VENDER POCO NO ES INEFICIENTE.

 

El Señor Juan Miguel Salvador de la librería Diógenes de Alcalá de Henares, ha realizado un informe sobre el estado del mercado del libro. La agencias de noticia EFE el 24 de junio de 2022 recogió la noticia y ha aparecido tal cual en decenas de medios de comunicación con el sabroso titular:


Imagen 1. El famoso titular de agencia EFE

Esta imagen con ese titular ha tenido mucha divulgación en las redes sociales, al menos en Facebook entre las personas a las que el algoritmo de esta red social me muestra. Este titular no es ni bueno ni malo, sino que describe lo que hay.
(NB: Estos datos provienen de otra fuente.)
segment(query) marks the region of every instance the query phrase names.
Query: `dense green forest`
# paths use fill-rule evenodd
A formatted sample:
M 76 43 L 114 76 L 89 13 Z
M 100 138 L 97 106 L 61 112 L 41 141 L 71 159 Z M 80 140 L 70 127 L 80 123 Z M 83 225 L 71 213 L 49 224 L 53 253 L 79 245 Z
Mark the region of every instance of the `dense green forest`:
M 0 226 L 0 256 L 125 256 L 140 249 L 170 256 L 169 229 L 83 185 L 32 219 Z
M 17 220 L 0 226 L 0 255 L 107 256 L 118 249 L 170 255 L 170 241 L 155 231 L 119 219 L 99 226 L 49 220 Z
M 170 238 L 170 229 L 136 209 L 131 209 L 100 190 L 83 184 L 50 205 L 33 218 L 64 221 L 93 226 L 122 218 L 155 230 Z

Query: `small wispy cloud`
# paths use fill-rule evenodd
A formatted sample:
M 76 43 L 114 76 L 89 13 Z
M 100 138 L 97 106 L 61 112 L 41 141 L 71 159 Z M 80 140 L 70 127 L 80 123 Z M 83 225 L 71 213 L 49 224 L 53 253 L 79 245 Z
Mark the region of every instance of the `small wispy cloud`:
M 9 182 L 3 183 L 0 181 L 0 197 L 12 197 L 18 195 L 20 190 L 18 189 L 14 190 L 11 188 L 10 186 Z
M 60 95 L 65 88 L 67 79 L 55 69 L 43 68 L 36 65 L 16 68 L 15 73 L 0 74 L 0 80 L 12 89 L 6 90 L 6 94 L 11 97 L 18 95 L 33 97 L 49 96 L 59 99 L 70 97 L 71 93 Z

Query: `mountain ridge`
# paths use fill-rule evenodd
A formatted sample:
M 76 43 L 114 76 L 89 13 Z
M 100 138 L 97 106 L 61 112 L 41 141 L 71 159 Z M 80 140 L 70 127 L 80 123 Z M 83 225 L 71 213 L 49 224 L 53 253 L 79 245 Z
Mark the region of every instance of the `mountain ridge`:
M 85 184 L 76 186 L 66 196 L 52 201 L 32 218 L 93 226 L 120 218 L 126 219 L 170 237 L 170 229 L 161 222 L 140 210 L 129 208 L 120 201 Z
Pero seguidamente, en su informe, el señor Salvador afirma:

“…la industria del libro arrastra desde hace muchos años graves ineficiencias debido al exceso de novedades, la vida es cada vez más corta de los libros en las librerías con las consiguientes devoluciones, y que el impacto cultural, económico y ambiental de este modelo es inaceptable y la crisis energética va a obligar a cambiarlo. …”

Que ya no es información, sino opinión y, desde mi punto de vista, bastante sesgada. Pero no me centraré en sus especulaciones, me centraré en la primera parte de su afirmación:

“… la industria del libro arrastra desde hace muchos años graves ineficiencias debido al exceso de novedades…”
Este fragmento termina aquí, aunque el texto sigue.